Contrast with composition immediately: Interviewers often ask you to distinguish these. Have a ready example: “In composition, the whole owns the parts—like a house and its rooms. In aggregation, parts are independent—like a university and its students.”

Recognizing Aggregation in Design Questions

Look for these keywords in problem statements:

  • “can be shared between”
  • “exists independently”
  • “can belong to multiple”
  • “references to existing”

Example: “Design a system where courses have students” → This is aggregation because students exist independently and can take multiple courses.

Ask clarifying questions:

  • “Do the parts exist before the whole?”
  • “Can parts be shared between multiple containers?”
  • “What happens to parts when the container is destroyed?”

These questions show you’re thinking about object lifecycles, which impresses interviewers.

Coding Aggregation in Interviews

Always demonstrate independent creation:

# Show parts created first
student1 = Student("Alice")
student2 = Student("Bob")

# Then added to container
course = Course("CS101")
course.add_student(student1)
course.add_student(student2)

Mention memory implications: “I’m using aggregation here because students are shared across courses. This is memory-efficient—we store references, not copies, so each student object exists only once in memory.”

Discuss thread safety (for senior roles): “Since multiple containers can reference the same aggregated object, we need to consider thread safety if multiple threads modify shared parts. I might use locks or immutable objects depending on requirements.”

Common Interview Scenarios

Scenario 1: “Design a shopping cart system”

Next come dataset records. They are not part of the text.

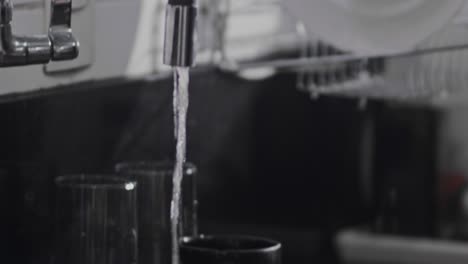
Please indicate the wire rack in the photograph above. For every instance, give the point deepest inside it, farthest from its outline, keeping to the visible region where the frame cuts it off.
(436, 67)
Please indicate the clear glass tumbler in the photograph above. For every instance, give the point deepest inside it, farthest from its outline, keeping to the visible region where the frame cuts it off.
(96, 220)
(154, 205)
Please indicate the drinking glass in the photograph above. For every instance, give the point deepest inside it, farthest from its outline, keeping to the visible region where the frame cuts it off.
(96, 220)
(232, 249)
(154, 205)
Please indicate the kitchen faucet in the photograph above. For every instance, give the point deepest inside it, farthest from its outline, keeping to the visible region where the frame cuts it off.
(180, 33)
(58, 44)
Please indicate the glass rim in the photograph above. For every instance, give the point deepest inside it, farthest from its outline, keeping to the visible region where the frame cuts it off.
(270, 244)
(95, 181)
(153, 167)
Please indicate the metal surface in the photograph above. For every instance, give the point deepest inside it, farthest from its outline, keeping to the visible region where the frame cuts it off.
(64, 44)
(180, 35)
(37, 49)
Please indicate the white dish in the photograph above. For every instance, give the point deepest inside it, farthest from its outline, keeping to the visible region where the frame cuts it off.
(370, 27)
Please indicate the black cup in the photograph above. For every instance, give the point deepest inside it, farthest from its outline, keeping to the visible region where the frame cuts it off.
(229, 250)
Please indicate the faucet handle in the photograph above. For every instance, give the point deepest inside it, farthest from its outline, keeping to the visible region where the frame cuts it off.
(64, 45)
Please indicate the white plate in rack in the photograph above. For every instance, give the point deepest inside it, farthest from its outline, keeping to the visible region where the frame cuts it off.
(370, 27)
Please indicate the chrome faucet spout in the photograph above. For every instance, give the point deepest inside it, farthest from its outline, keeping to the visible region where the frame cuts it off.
(179, 40)
(57, 44)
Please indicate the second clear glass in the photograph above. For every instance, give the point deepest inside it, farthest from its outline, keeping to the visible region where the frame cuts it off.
(154, 203)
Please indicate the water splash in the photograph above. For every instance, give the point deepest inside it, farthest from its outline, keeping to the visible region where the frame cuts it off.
(181, 103)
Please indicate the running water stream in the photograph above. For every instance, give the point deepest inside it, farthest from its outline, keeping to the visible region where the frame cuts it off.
(181, 103)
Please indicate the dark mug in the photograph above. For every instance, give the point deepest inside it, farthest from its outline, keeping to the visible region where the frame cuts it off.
(229, 250)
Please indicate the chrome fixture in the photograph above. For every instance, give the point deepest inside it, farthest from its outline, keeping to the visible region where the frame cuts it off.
(180, 33)
(58, 44)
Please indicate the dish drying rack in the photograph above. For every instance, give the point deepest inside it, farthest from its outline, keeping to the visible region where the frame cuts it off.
(436, 68)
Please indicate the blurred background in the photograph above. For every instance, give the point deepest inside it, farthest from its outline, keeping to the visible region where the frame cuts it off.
(321, 159)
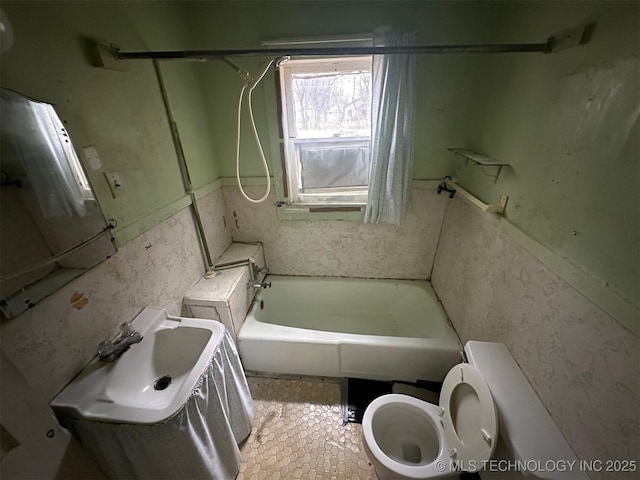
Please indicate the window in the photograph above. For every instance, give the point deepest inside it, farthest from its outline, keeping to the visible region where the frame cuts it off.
(326, 116)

  • Products are aggregated (they exist in inventory independently)
  • Cart items might be composition (cart-specific quantity/price)
  • Show you understand the difference

Scenario 2: “When would you use aggregation vs. composition?”

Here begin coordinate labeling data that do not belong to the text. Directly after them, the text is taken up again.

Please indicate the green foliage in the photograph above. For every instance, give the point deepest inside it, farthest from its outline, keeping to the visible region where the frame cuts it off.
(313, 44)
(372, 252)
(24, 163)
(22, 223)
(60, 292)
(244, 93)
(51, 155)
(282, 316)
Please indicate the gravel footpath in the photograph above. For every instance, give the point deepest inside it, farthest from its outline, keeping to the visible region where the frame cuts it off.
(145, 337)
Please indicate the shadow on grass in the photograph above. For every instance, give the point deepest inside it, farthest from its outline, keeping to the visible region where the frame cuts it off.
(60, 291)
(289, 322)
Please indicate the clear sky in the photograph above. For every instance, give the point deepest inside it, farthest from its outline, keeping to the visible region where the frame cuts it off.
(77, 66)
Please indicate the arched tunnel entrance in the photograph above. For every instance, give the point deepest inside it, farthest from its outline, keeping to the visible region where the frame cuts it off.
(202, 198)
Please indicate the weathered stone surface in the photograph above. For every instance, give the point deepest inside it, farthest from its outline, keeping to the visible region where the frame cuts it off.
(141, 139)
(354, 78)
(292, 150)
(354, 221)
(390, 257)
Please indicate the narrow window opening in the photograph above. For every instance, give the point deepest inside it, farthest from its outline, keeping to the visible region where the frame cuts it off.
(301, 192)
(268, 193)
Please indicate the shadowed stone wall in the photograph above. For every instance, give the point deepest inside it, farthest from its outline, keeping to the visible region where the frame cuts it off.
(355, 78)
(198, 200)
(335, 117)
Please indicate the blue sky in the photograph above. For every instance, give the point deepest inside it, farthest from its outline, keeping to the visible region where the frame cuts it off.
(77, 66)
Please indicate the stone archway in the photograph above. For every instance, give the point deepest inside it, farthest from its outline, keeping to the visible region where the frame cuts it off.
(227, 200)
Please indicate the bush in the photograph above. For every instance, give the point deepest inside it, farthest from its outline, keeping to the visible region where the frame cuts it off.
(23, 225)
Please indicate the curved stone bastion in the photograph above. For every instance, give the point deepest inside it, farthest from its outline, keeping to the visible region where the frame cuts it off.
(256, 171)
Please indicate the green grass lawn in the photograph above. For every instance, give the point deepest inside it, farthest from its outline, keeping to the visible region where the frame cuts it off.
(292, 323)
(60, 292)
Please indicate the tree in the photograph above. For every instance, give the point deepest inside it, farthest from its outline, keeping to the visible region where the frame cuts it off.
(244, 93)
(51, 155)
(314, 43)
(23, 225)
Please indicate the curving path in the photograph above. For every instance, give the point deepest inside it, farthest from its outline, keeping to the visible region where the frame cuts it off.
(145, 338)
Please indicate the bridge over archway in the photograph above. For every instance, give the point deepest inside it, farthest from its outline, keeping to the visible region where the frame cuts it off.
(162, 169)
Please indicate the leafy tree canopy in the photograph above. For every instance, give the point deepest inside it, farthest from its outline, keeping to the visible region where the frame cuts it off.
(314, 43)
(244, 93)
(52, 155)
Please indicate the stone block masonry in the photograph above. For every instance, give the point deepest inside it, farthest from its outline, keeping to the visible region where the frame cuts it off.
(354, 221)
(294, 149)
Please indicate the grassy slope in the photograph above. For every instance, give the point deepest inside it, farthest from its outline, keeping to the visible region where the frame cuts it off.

  • Answer: “Use aggregation when parts have independent meaning and lifecycle. Use composition when parts are integral to the whole and have no purpose outside it. For example, a car’s engine is composition, but passengers are aggregation.”

Scenario 3: “How do you handle cleanup in aggregation?”

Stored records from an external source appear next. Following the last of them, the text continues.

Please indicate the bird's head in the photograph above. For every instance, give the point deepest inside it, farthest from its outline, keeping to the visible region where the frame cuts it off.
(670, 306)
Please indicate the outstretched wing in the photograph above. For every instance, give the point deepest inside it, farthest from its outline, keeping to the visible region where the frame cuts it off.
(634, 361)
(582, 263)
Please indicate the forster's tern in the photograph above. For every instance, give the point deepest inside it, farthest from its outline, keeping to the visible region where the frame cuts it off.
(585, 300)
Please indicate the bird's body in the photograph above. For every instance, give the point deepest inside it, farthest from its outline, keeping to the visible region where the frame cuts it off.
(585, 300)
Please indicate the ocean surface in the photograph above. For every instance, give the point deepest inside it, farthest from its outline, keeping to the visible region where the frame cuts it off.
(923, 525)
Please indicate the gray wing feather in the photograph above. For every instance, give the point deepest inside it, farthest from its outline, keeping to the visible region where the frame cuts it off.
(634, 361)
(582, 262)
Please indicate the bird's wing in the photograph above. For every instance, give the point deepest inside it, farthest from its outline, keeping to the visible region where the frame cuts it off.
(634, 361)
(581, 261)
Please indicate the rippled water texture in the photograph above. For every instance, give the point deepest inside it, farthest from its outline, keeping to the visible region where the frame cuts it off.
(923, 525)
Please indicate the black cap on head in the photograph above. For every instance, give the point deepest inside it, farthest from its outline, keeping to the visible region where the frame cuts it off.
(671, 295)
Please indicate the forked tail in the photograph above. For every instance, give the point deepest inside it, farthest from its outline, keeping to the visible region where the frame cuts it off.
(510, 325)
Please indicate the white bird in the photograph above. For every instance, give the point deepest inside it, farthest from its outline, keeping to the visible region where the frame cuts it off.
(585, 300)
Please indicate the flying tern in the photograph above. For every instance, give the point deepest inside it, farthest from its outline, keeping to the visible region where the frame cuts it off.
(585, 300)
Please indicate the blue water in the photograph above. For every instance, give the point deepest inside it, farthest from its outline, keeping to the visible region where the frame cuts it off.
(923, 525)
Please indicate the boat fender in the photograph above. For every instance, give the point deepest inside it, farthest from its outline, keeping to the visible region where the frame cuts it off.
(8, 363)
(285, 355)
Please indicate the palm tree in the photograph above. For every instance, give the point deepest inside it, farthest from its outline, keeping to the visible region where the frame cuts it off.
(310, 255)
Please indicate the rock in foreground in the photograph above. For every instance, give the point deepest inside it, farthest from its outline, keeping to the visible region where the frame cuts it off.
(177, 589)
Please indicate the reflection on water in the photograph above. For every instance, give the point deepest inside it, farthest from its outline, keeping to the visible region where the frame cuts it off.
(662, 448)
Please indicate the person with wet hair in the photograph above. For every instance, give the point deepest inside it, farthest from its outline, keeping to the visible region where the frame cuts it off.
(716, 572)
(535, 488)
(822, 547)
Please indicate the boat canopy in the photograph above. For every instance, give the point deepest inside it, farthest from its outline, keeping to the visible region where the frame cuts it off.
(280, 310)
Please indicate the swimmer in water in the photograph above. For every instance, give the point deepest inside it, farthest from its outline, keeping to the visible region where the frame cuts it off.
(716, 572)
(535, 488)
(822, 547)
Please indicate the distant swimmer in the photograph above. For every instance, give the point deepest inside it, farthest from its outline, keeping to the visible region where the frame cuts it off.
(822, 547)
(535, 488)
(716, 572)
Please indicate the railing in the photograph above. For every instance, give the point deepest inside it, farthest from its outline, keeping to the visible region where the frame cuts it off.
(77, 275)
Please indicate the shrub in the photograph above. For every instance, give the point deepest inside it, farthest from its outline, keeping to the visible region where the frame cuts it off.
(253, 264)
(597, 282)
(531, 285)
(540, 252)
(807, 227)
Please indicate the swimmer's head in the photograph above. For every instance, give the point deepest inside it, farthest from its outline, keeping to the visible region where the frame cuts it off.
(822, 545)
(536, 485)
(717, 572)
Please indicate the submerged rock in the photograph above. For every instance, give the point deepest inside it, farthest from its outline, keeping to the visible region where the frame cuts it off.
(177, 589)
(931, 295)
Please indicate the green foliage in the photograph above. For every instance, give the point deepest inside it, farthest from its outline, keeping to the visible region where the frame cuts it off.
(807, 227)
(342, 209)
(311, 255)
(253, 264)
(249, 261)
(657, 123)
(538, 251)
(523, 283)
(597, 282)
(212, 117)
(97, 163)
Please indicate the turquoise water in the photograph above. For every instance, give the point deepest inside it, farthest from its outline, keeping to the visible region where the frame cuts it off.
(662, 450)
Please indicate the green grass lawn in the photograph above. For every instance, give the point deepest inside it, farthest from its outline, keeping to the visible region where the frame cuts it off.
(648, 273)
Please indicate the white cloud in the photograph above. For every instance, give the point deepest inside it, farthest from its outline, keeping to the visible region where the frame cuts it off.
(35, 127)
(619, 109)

  • Answer: “In aggregation, the container doesn’t delete parts. I’d implement a clear() method that removes references but doesn’t destroy objects. In Python, garbage collection handles the rest. In C++, I’d use shared_ptr for shared ownership.”

Red Flags to Avoid

  • Don’t say “aggregation is just a weak composition” (shows shallow understanding)
  • Don’t ignore the shared reference implications
  • Don’t forget to mention UML notation if asked (empty diamond)
  • Don’t implement aggregation with deep copies (breaks the pattern)

Bonus Points

Mention real-world examples: “This is like how Spotify handles playlists—songs are aggregated because the same song appears in millions of playlists, but only one copy exists in their database.”

Discuss trade-offs: “Aggregation gives us flexibility and memory efficiency, but we need to be careful about shared state. If one container modifies an aggregated object, all containers see the change. Sometimes we need immutable objects to prevent this.”

Key Takeaways

  • Aggregation is a has-a relationship with independent lifecycles: The container references parts, but parts can exist before, during, and after the container’s lifetime. Deleting the container doesn’t destroy the parts.

  • Parts can be shared across multiple containers: The same object can be aggregated by multiple containers simultaneously (like a song in multiple playlists), making aggregation memory-efficient for shared resources.

  • Aggregation differs from composition in ownership: Composition means strong ownership (whole creates and destroys parts), while aggregation means weak ownership (whole uses existing parts). Use the “independent existence” test to distinguish them.

  • Implement aggregation by accepting existing objects: Create parts independently, then pass them to the container. Store references (not copies) in collections, and provide add/remove methods that don’t destroy the parts.

  • Consider shared state implications: When parts are shared, modifications are visible to all containers. Document this behavior, check for duplicates when appropriate, and maintain bidirectional consistency if implementing two-way navigation.